What does the term "Speed" mean in a speaker?


I often hear people say "That speaker has great speed". What do they mean? I know the music isn't playing at a different pitch. Could it possibly be related to efficiency?
koestner
When a speaker has "speed" it's approaching the sound of real, life like, sound

Designing speaker is a compromise - some are optimized for speed (dynamic), or soundstage, or musicality.  Some $80K speakers can have a huge soundstage but lack musicality.  Some are optimized for speed but soundstage may lack bloom.  And so on ...
I do not put electrostatic and planer speakers in the same category as push-pull standard types of speakers
That may be true, but conventional drivers are transducers nevertheless - they convert electrical energy to mechanical energy hence by definition they are transducers. And fundamentally there’s not much difference between electrostatic panels and conventional drivers.  They might be different but not fundamentally.
The issue of loudspeaker speed (like almost everything else about loudspeakers) seems to be endlessly complex.

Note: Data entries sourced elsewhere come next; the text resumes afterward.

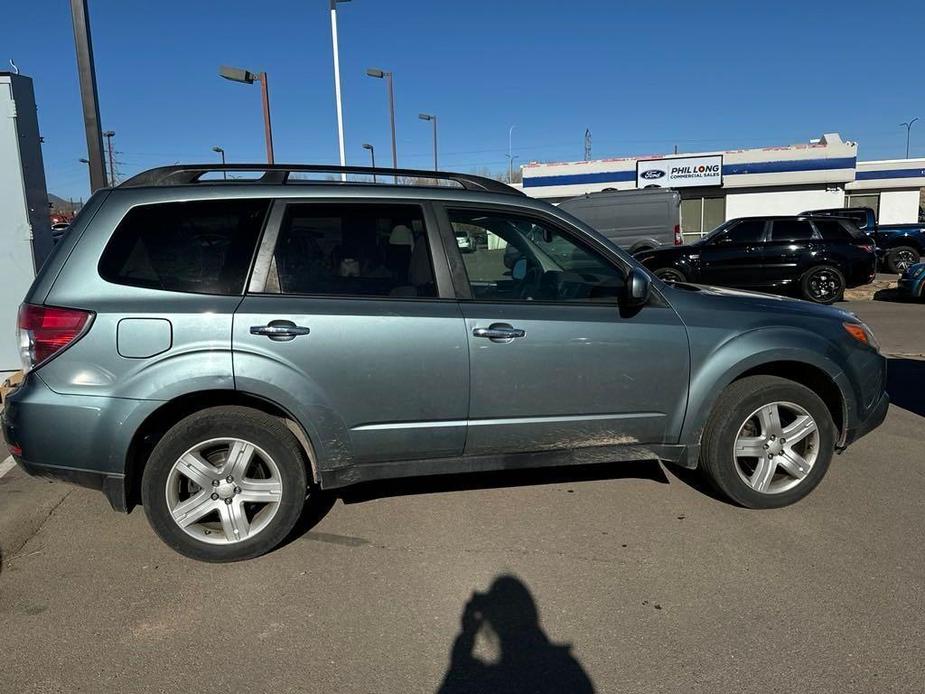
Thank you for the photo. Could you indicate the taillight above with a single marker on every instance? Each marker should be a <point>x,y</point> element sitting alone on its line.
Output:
<point>46,330</point>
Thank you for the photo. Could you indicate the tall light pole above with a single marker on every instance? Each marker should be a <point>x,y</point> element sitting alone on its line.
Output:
<point>372,156</point>
<point>109,134</point>
<point>908,127</point>
<point>380,74</point>
<point>340,108</point>
<point>86,73</point>
<point>433,119</point>
<point>219,150</point>
<point>236,74</point>
<point>510,154</point>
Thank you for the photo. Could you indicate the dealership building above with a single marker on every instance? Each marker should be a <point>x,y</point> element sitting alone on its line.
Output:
<point>716,186</point>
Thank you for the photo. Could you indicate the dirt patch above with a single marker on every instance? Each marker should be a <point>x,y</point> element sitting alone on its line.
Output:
<point>878,290</point>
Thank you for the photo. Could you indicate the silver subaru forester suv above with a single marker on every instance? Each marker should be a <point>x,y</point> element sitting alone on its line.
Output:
<point>222,348</point>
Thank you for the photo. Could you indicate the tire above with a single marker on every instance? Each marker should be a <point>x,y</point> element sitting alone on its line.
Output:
<point>263,502</point>
<point>751,481</point>
<point>670,274</point>
<point>822,284</point>
<point>899,258</point>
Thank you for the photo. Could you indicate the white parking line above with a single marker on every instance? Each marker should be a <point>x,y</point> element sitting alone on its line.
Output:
<point>6,466</point>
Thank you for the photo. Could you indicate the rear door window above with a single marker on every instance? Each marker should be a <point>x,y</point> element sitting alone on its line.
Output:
<point>203,247</point>
<point>362,250</point>
<point>747,231</point>
<point>791,230</point>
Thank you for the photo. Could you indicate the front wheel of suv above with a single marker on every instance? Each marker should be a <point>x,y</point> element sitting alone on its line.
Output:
<point>225,484</point>
<point>823,284</point>
<point>768,442</point>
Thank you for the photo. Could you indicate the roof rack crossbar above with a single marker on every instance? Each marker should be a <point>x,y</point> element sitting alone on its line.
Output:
<point>186,174</point>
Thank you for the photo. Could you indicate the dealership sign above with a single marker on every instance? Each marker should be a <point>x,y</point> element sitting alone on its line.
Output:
<point>680,172</point>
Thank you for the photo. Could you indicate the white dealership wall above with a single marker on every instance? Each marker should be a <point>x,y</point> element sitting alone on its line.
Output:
<point>747,204</point>
<point>767,180</point>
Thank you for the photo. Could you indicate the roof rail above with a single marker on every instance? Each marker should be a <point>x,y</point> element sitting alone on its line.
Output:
<point>187,174</point>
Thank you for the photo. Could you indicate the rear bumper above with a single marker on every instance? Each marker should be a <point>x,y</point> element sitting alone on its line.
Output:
<point>80,439</point>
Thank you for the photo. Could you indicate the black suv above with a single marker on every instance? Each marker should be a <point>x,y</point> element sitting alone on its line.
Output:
<point>817,256</point>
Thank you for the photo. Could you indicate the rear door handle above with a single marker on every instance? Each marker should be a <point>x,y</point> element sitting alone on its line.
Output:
<point>499,332</point>
<point>280,330</point>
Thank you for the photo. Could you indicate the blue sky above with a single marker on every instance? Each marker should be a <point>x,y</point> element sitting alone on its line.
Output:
<point>642,76</point>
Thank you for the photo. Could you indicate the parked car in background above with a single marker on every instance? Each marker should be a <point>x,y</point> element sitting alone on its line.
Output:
<point>912,281</point>
<point>58,229</point>
<point>816,257</point>
<point>637,220</point>
<point>199,346</point>
<point>898,245</point>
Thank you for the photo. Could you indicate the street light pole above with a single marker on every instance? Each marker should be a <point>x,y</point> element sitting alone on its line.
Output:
<point>219,150</point>
<point>88,95</point>
<point>109,134</point>
<point>340,110</point>
<point>372,157</point>
<point>908,133</point>
<point>510,155</point>
<point>236,74</point>
<point>433,119</point>
<point>379,74</point>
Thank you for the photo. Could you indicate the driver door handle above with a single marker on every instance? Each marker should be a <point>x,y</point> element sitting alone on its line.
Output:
<point>499,332</point>
<point>280,330</point>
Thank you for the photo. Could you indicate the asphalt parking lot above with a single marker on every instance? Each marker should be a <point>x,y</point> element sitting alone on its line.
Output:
<point>643,582</point>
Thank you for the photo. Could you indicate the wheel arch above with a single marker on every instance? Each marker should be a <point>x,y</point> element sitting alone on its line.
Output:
<point>172,411</point>
<point>804,363</point>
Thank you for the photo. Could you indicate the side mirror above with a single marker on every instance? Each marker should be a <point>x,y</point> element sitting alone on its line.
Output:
<point>638,288</point>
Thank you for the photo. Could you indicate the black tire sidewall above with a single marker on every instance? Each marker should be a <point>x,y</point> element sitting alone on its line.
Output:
<point>265,431</point>
<point>741,399</point>
<point>804,284</point>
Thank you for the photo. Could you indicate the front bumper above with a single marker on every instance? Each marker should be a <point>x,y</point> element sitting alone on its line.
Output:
<point>871,421</point>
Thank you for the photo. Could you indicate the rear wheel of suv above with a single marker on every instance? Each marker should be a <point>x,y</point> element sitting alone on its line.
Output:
<point>225,484</point>
<point>768,442</point>
<point>823,284</point>
<point>900,258</point>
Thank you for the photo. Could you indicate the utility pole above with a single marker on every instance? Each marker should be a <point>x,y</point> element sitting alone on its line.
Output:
<point>510,154</point>
<point>340,109</point>
<point>86,73</point>
<point>908,127</point>
<point>109,134</point>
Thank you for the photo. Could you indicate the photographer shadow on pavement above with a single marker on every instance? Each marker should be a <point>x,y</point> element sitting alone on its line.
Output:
<point>527,661</point>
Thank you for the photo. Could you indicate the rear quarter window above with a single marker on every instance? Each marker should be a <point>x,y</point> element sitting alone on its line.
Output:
<point>835,230</point>
<point>202,247</point>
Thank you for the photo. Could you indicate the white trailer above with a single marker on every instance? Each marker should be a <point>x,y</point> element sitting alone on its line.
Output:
<point>25,231</point>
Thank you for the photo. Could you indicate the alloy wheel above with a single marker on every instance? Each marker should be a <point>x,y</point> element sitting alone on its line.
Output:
<point>224,491</point>
<point>902,259</point>
<point>824,285</point>
<point>669,276</point>
<point>776,447</point>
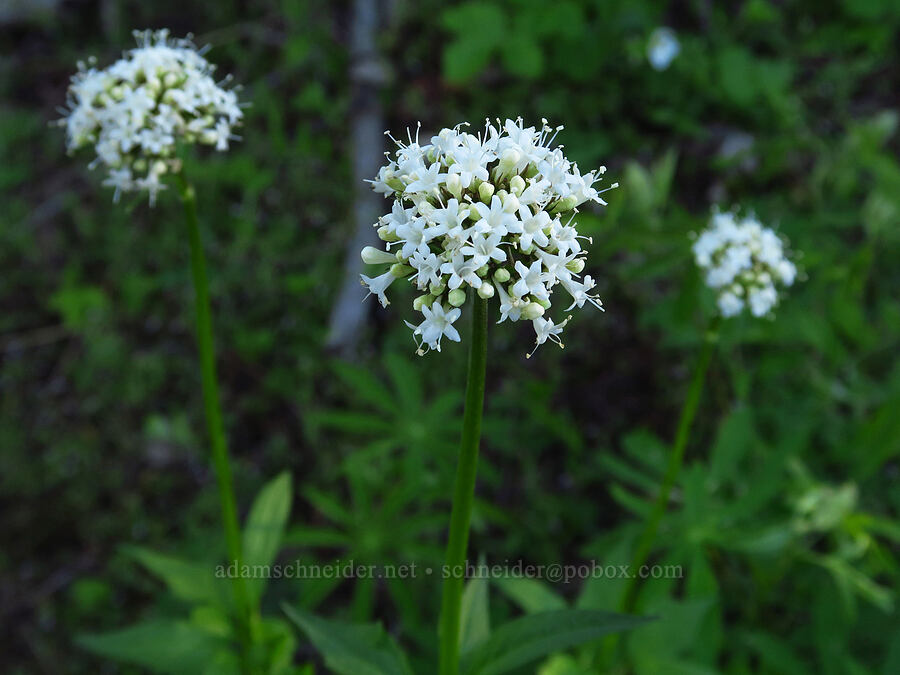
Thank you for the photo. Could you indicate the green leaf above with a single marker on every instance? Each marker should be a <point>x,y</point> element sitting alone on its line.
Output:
<point>474,620</point>
<point>528,638</point>
<point>160,646</point>
<point>351,649</point>
<point>264,529</point>
<point>188,581</point>
<point>522,55</point>
<point>530,594</point>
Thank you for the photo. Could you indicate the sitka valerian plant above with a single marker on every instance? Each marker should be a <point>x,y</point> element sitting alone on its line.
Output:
<point>135,114</point>
<point>744,263</point>
<point>493,212</point>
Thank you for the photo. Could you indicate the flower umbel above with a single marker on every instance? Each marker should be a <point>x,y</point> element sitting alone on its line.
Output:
<point>136,111</point>
<point>744,262</point>
<point>492,211</point>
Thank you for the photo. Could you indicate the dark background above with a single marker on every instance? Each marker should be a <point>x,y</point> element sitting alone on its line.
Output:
<point>786,515</point>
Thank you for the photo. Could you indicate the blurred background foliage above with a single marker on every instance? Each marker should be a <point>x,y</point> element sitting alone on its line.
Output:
<point>786,516</point>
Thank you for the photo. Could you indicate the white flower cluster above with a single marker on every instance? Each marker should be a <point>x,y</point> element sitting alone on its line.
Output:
<point>743,261</point>
<point>136,110</point>
<point>492,211</point>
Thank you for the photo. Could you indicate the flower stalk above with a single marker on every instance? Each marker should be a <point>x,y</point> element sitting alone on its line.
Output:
<point>463,493</point>
<point>213,411</point>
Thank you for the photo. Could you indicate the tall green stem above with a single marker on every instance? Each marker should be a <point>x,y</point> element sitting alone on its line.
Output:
<point>214,423</point>
<point>463,493</point>
<point>676,459</point>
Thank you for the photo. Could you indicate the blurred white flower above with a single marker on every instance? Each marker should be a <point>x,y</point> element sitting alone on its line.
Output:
<point>135,112</point>
<point>493,211</point>
<point>662,48</point>
<point>744,263</point>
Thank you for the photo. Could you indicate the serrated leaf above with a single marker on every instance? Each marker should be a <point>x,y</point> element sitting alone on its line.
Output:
<point>351,649</point>
<point>186,580</point>
<point>160,646</point>
<point>531,595</point>
<point>264,529</point>
<point>531,637</point>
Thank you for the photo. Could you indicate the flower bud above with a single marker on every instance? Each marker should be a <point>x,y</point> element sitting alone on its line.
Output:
<point>564,205</point>
<point>486,290</point>
<point>385,234</point>
<point>501,276</point>
<point>575,265</point>
<point>374,256</point>
<point>533,311</point>
<point>454,185</point>
<point>423,301</point>
<point>510,203</point>
<point>456,297</point>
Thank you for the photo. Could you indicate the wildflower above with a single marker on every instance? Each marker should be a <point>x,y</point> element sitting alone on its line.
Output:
<point>493,211</point>
<point>135,112</point>
<point>662,48</point>
<point>744,262</point>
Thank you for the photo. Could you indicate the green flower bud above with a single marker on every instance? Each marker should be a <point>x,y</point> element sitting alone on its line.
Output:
<point>454,186</point>
<point>456,297</point>
<point>501,276</point>
<point>510,203</point>
<point>395,184</point>
<point>486,290</point>
<point>533,311</point>
<point>566,204</point>
<point>375,256</point>
<point>576,265</point>
<point>385,234</point>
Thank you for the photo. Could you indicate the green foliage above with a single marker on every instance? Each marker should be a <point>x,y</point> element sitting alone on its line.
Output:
<point>533,636</point>
<point>206,642</point>
<point>785,519</point>
<point>352,649</point>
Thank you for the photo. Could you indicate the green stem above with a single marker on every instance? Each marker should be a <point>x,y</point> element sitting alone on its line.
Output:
<point>463,493</point>
<point>676,459</point>
<point>213,411</point>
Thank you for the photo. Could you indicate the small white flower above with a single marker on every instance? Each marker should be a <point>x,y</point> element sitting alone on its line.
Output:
<point>378,285</point>
<point>494,218</point>
<point>135,112</point>
<point>461,269</point>
<point>742,261</point>
<point>545,329</point>
<point>437,324</point>
<point>484,248</point>
<point>531,280</point>
<point>487,210</point>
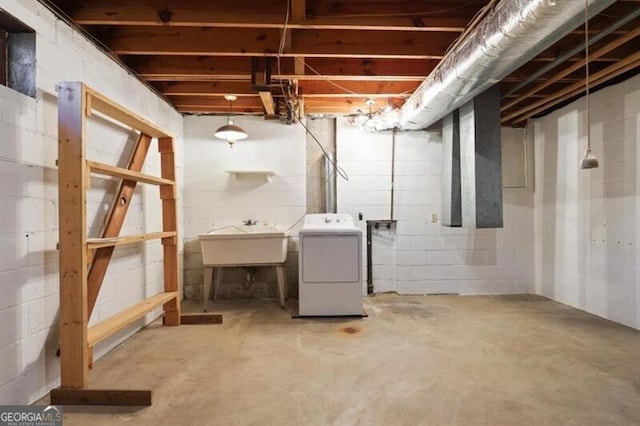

Here's an interesting interview with Allan Hendry of Monopulse loudspeakers.

https://www.monopulse.co.uk/quest.htm

If what he's saying is correct, and I don't have enough knowledge to know any better, then many (if not all!) two way designs could be seriously flawed when it comes to speed, phase and integration issues.
Transient response, certainly, as has been pointed out by others, sonically perceived as a lack of smear/crispness, unforced clarity and liquidity. Usually, not least through quality all-horns, I find it linked to uninhibited dynamics as well (or: ease of "explosivity," felt as a startling experience), coupled to (at least as a partially responsible aspect) a pronounced degree of low volume level "ignition," whereby music comes alive quite easily at lower SPL's. 
Hold on Andy. That is a mistake. Yes they are all transducers but their ability to function in air is quite different. ESLs and horns are a better impedance match to air and transmit sound waves more efficiently. Dynamic drivers have to work harder to get the same results. ESLs work entirely differently than conventional speakers. First, there are no magnets. ESLs are capacitors conventional drivers are not and represent an entirely different load to the amplifier. Designed correctly their transient response is superior to conventional drivers because the moving system has far less inertia and is a better impedance match to air.
Planar speakers are somewhere in between. IMHO in spite of the compromises you have to make ESLs rule as long as you can make them. I have personally not heard a conventional speaker sound as convincing. Some say well designed horns can do it. But I am still waiting to hear one that does.